Passei os quatro anos do governo anterior tentando descobrir a fórmula do desminionizamento. Sim, eu era muito pretensioso, principalmente porque eu não sabia como é ser um mínion, não tinha ideia de como (ou por que) um não-mínion passava a atacar vacinas, defender o acesso a armas e a chamar qualquer pessoa de comunista (em tom de ofensa).
O que mudou desde aquela época? Já chego lá. O mínion é um ser frustrado e revoltado. Sem lidar com essa frustração e revolta, ninguém vai convence-lo de nada. Por que estou dizendo isso? Por que começo a passar pela experiência mínion: meu lado frustrado e irritadiço aflora toda vez que vejo a ministra da Gestão dizer que o governo não vai fazer nada para recompor os mais de 30% de perda de renda real que os funcionários públicos federais tiveram nas gestões de Michel Temer e do neo-fascista.
Ministra, desse jeito, a senhora vai me empurrar para a oposição. Não de forma racional (a oposição de esquerda hoje é mínima e a de direta é horrenda) mas só por raiva. Outro dia li, num comentário de vídeo do Youtube, a frase que resume minha impressão do governo hoje: “aos meus inimigos tudo, aos meus amigos, o que dá, o que sobra”.
Num mar de concessões à direita, começando pelo discurso em defesa do novo teto de gastos (rebatizado como arcabouço) o governo deixa de lado seus apoiadores de primeira hora (e isso é muito frustrante). Se a coalizão governista frustrar muito mais gente, é capaz de ir mal já na eleição deste ano para prefeito e vereadores.
A direita pró-arcabouço não vai apoiar o governo quando surgir qualquer tipo de crise. Não. Ao primeiro sinal de dificuldade, ela vai inflar outro pato amarelo e fazer campanha (de novo) contra os impostos. Já vimos esse filme. Baixar o preço da energia e dar subsídios a todo tipo de indústria não fez Dilma Rousseff ser apoiada pela Fiesp (só fez o déficit orçamentário do governo aumentar e a direita usar o déficit como desculpa para o impeachment).
O governo brinca com fogo ao aceitar uma política de juros altos (caindo muito de vagar) e austeridade fiscal – que é o nome ortodoxo para esse novo teto de gastos. Juntos, os dois travam a economia. Há seis meses o PIB não cresce e, antes disso, cresceu puxado pela produção de soja e pela de minério de ferro (que foi exportada, não melhorou a vida de muita gente).
Para completar o pacote de frustração, a ministra anunciou o que seria uma fonte de esperança: disse que, se a arrecadação crescer muito, pode sobrar alguma migalha para os funcionários públicos. Ela está jogando para uma plateia de banqueiros?

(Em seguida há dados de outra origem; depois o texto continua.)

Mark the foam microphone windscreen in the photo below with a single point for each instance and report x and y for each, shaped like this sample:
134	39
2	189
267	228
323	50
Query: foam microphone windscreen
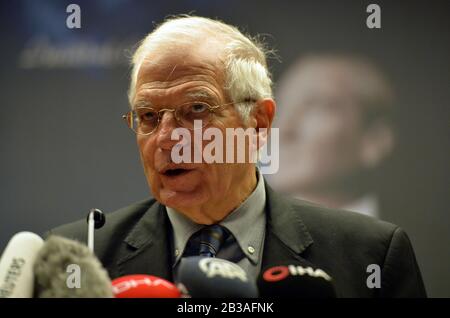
206	277
295	281
68	269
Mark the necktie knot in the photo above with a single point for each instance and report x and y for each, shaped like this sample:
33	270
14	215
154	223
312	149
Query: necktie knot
211	239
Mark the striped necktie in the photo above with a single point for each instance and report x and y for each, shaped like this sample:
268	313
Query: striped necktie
211	239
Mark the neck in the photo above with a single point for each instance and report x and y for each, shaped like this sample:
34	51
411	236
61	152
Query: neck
216	210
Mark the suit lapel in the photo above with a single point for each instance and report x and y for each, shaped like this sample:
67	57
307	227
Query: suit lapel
146	249
286	235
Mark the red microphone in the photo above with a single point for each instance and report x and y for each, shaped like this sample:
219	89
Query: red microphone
144	286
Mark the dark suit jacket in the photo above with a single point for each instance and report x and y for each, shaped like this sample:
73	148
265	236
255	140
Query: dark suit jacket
135	240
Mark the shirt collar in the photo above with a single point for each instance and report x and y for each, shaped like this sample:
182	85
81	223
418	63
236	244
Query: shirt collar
247	224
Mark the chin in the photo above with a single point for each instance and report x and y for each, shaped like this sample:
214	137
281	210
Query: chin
181	200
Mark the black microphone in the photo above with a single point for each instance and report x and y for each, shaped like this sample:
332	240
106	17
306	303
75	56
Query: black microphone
295	281
208	277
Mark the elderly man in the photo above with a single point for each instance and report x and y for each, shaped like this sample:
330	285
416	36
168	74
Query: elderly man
196	68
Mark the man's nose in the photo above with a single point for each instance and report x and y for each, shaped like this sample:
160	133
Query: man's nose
167	124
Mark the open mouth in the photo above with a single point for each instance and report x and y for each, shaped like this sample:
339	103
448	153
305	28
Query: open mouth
175	172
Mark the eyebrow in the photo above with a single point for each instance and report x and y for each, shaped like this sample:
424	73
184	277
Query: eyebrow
194	95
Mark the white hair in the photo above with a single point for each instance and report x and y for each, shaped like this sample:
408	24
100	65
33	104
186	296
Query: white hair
247	77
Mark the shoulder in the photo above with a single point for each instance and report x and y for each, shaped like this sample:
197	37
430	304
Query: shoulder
344	227
117	222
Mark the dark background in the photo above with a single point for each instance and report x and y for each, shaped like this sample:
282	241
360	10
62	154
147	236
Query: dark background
65	149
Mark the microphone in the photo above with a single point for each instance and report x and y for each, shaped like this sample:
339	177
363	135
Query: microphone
144	286
207	277
295	281
68	269
95	219
16	265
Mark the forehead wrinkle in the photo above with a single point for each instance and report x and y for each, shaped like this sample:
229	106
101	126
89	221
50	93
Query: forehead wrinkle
199	89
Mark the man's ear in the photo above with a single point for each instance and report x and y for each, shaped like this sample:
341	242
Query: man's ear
377	143
262	119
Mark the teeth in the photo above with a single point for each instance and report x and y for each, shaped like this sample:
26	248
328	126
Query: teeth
174	172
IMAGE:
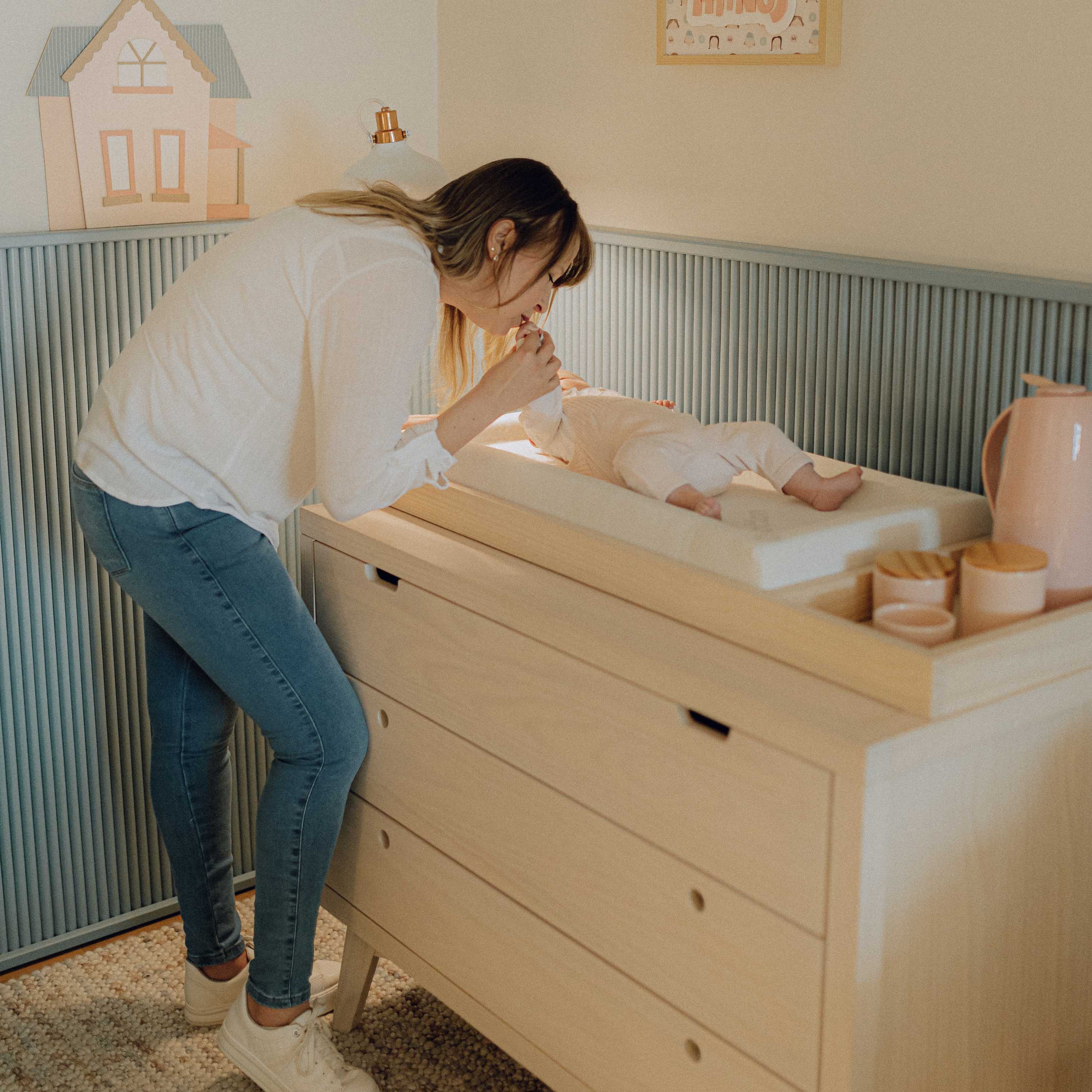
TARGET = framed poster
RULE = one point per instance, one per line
(748, 32)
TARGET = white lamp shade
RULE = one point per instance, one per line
(419, 175)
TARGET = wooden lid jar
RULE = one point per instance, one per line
(1001, 583)
(908, 576)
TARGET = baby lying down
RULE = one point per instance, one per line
(669, 456)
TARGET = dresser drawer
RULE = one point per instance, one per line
(742, 971)
(588, 1017)
(741, 811)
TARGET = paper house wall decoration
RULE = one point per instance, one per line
(138, 122)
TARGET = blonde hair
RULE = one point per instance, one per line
(455, 224)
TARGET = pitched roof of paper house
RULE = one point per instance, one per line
(108, 28)
(208, 42)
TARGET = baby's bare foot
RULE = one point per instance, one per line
(825, 495)
(686, 496)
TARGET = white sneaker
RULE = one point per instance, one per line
(208, 1002)
(298, 1057)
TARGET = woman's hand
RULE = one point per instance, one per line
(528, 373)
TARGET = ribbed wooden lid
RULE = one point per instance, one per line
(915, 565)
(1006, 557)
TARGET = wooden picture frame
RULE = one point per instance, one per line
(765, 43)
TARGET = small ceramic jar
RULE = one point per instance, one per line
(909, 576)
(1001, 583)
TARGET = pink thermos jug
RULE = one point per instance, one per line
(1042, 494)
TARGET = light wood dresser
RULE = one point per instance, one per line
(651, 830)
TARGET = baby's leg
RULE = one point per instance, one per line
(763, 448)
(654, 466)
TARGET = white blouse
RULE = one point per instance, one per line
(282, 361)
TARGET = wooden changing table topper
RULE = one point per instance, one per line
(749, 32)
(138, 122)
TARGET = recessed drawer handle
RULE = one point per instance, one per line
(378, 576)
(693, 717)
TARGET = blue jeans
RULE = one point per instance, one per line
(224, 627)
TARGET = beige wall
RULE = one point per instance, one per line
(308, 68)
(956, 135)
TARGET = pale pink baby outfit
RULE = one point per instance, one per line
(653, 449)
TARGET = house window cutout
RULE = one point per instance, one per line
(142, 69)
(118, 164)
(170, 165)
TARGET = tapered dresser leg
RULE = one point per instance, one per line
(359, 967)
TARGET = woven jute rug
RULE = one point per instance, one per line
(112, 1018)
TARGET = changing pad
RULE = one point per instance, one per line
(765, 539)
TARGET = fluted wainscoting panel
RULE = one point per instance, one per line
(896, 366)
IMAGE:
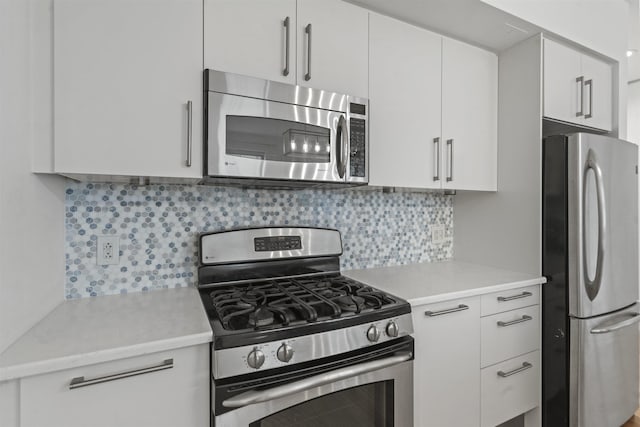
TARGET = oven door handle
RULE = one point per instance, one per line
(257, 396)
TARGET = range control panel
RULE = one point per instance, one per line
(277, 243)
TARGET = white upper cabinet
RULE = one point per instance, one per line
(256, 38)
(469, 117)
(577, 87)
(418, 83)
(125, 74)
(404, 73)
(333, 46)
(320, 44)
(597, 93)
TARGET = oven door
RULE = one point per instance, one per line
(366, 393)
(255, 138)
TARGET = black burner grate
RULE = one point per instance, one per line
(283, 302)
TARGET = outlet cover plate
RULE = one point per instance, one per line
(108, 250)
(437, 234)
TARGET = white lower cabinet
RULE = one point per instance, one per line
(447, 364)
(478, 360)
(169, 388)
(9, 403)
(510, 388)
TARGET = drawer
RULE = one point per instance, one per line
(509, 334)
(169, 388)
(498, 302)
(509, 388)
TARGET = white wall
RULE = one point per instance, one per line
(503, 229)
(31, 206)
(633, 112)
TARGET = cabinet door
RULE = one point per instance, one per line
(469, 117)
(124, 72)
(562, 94)
(405, 92)
(597, 93)
(447, 364)
(250, 37)
(333, 56)
(178, 396)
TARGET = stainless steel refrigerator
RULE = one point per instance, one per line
(590, 258)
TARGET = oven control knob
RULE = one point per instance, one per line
(373, 334)
(392, 329)
(284, 353)
(255, 359)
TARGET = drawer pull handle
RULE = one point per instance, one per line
(524, 367)
(525, 294)
(524, 318)
(461, 307)
(81, 382)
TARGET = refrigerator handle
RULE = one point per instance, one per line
(635, 318)
(593, 286)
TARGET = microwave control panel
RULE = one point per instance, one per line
(357, 155)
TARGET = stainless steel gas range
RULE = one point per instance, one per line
(295, 342)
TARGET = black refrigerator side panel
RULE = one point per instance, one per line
(555, 328)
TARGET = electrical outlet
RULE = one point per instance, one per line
(108, 250)
(437, 233)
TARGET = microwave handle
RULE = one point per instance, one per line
(342, 146)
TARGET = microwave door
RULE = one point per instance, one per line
(254, 138)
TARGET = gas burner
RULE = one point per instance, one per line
(281, 302)
(261, 317)
(252, 297)
(351, 303)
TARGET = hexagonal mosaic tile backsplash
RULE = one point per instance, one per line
(158, 227)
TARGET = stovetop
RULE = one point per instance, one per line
(280, 308)
(273, 284)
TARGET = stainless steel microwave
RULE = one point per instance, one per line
(260, 132)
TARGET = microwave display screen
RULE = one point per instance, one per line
(277, 140)
(357, 109)
(277, 243)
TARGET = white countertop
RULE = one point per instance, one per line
(441, 281)
(94, 330)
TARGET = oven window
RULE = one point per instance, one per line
(277, 140)
(368, 405)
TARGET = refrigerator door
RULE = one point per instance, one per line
(602, 190)
(604, 369)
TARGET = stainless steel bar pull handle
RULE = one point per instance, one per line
(524, 367)
(257, 396)
(580, 81)
(635, 318)
(82, 382)
(525, 294)
(287, 29)
(342, 146)
(189, 131)
(436, 157)
(593, 285)
(460, 307)
(450, 145)
(590, 84)
(524, 318)
(307, 31)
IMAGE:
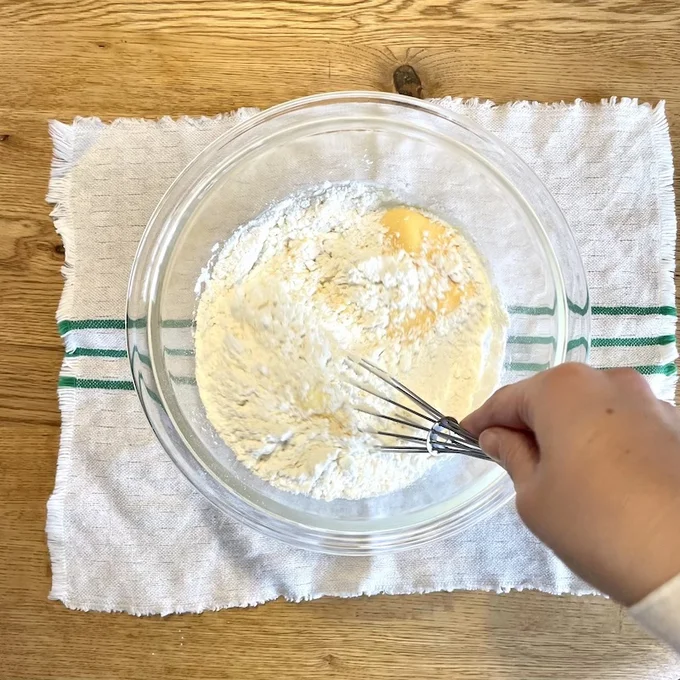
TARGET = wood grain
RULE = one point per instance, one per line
(61, 58)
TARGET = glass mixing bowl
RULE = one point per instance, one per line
(430, 158)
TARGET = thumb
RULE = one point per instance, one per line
(514, 450)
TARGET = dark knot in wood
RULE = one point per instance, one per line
(407, 81)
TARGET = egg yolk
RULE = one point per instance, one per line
(408, 229)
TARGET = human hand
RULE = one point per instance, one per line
(595, 460)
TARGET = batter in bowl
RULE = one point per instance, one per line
(342, 269)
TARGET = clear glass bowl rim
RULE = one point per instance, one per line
(295, 534)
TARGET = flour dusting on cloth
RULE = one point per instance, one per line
(127, 532)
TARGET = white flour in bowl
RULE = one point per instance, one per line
(340, 270)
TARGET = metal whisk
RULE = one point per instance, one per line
(440, 434)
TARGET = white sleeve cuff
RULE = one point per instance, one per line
(659, 613)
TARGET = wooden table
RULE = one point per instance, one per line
(61, 58)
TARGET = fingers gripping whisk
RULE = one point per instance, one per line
(429, 431)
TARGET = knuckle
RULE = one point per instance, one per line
(560, 379)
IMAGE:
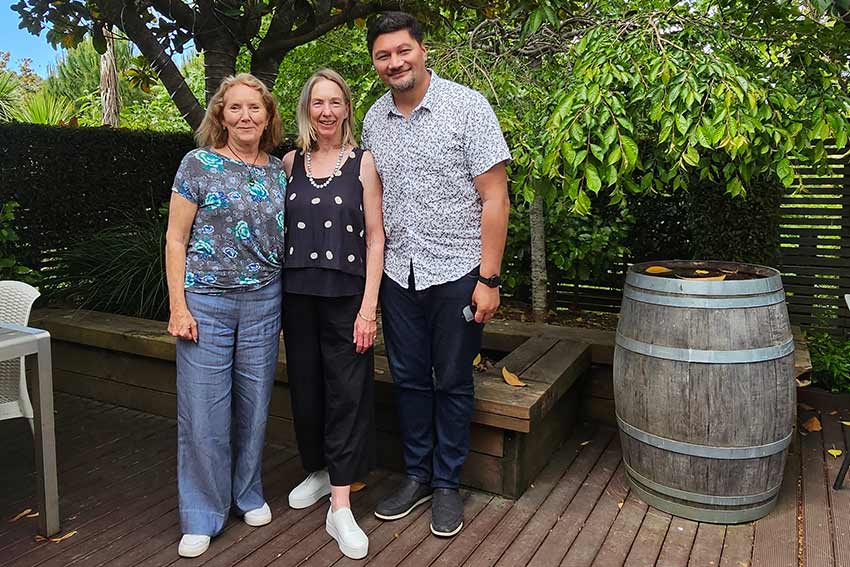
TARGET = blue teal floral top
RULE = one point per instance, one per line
(236, 243)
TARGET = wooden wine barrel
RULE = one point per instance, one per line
(704, 389)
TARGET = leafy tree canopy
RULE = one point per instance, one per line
(266, 29)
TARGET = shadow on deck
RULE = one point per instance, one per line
(119, 497)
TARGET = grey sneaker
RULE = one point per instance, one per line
(409, 495)
(446, 512)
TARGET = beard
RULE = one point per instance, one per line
(404, 85)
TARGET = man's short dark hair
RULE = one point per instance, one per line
(389, 22)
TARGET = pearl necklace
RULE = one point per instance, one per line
(337, 169)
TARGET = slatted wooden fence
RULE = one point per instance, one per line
(815, 255)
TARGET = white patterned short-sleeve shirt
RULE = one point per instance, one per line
(427, 163)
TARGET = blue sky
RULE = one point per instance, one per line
(23, 44)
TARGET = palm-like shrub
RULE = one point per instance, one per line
(120, 270)
(10, 96)
(44, 108)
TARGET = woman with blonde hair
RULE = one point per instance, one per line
(334, 262)
(224, 249)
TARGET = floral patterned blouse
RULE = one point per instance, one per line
(237, 240)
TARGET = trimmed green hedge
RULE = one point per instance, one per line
(74, 182)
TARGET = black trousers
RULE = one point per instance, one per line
(332, 386)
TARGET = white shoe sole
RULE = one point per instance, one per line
(312, 498)
(446, 534)
(347, 550)
(422, 500)
(196, 551)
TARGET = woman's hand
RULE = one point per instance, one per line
(182, 325)
(364, 333)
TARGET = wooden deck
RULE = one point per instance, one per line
(118, 507)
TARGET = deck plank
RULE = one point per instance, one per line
(775, 542)
(708, 544)
(818, 542)
(593, 533)
(525, 545)
(649, 539)
(839, 500)
(622, 534)
(676, 549)
(565, 531)
(495, 543)
(738, 546)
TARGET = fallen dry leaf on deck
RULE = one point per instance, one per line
(64, 537)
(512, 378)
(812, 424)
(21, 515)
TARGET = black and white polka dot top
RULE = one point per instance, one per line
(325, 227)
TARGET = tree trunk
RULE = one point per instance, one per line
(539, 278)
(109, 97)
(132, 25)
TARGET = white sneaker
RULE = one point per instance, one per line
(192, 545)
(316, 486)
(342, 526)
(259, 516)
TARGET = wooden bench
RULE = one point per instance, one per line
(130, 362)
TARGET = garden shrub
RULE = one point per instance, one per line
(830, 360)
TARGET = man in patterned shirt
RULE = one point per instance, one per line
(441, 156)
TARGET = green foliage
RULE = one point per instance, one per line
(706, 224)
(76, 73)
(44, 108)
(10, 268)
(830, 361)
(10, 96)
(92, 179)
(118, 270)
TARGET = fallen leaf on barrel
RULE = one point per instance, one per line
(21, 515)
(719, 278)
(658, 270)
(64, 537)
(512, 378)
(812, 424)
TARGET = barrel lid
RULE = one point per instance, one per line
(767, 279)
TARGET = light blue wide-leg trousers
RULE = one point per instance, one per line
(224, 384)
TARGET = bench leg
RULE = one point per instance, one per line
(45, 442)
(842, 472)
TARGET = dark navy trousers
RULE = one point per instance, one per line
(430, 348)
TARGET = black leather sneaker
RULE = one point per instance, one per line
(446, 512)
(409, 495)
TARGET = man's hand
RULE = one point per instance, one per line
(486, 302)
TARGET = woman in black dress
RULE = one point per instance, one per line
(333, 267)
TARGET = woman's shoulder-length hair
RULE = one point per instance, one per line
(211, 132)
(306, 132)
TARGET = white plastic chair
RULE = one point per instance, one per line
(16, 299)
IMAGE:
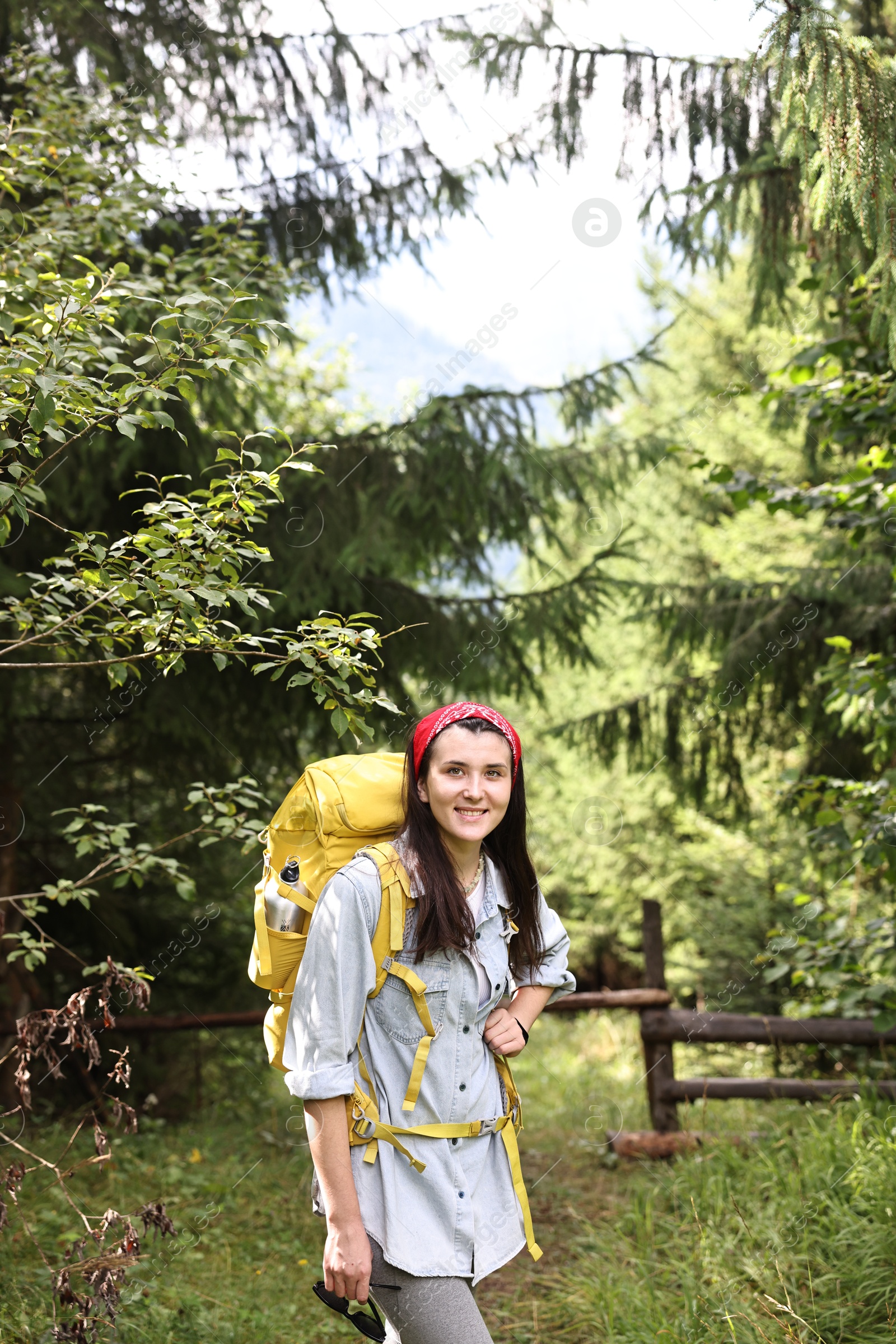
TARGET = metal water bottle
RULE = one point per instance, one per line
(281, 913)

Porque não há benefício nenhum em ir para os jornais insultar funcionários que a cada dia têm mais dificuldade em pagar as contas.
Já tomei muitas doses de várias vacinas mas, entre os que se irritam com a ministra, vários não são vacinados – e podem receber vídeos conspiratórios do Youtube e mensagens de zap com “soluções fáceis” para “acabar com tudo que está aí”. A direita nunca interrompeu sua produção de vídeos negacionistas surreais.
Sim, desse jeito, a ministra vai conseguir votos para a oposição – a de extrema direita. Para conseguir o contrário, para desminionizar a população, deveria adotar a política oposta: oferecer algum alento em vez de anunciar austeridade. Austeridade não tem nada a ver com racionalidade econômica: é uma questão política mesmo, de disputa por poder – ela é a política dos partidos de direita. O livro neste link, da economista Clara Mattei, mostra como as políticas de austeridade foram inventadas. A ministra da Gestão, professora de economia, sabe de tudo isso. Então, por que não para de nos ofender com o discurso da austeridade?
PS.: O governo mínion, mesmo sendo governo, conseguia ter um discurso inflamado e revoltado (para mobilizar os mínions!). Já o governo atual é perfeitamente burocrático: é estruturado, ponderado e não seduz ninguém, não atrai para si os revoltados como o governo anterior fazia. Ao lado da política econômica, a política de comunicação também vai mal.
Não me canso de repetir: esperava mais desse governo.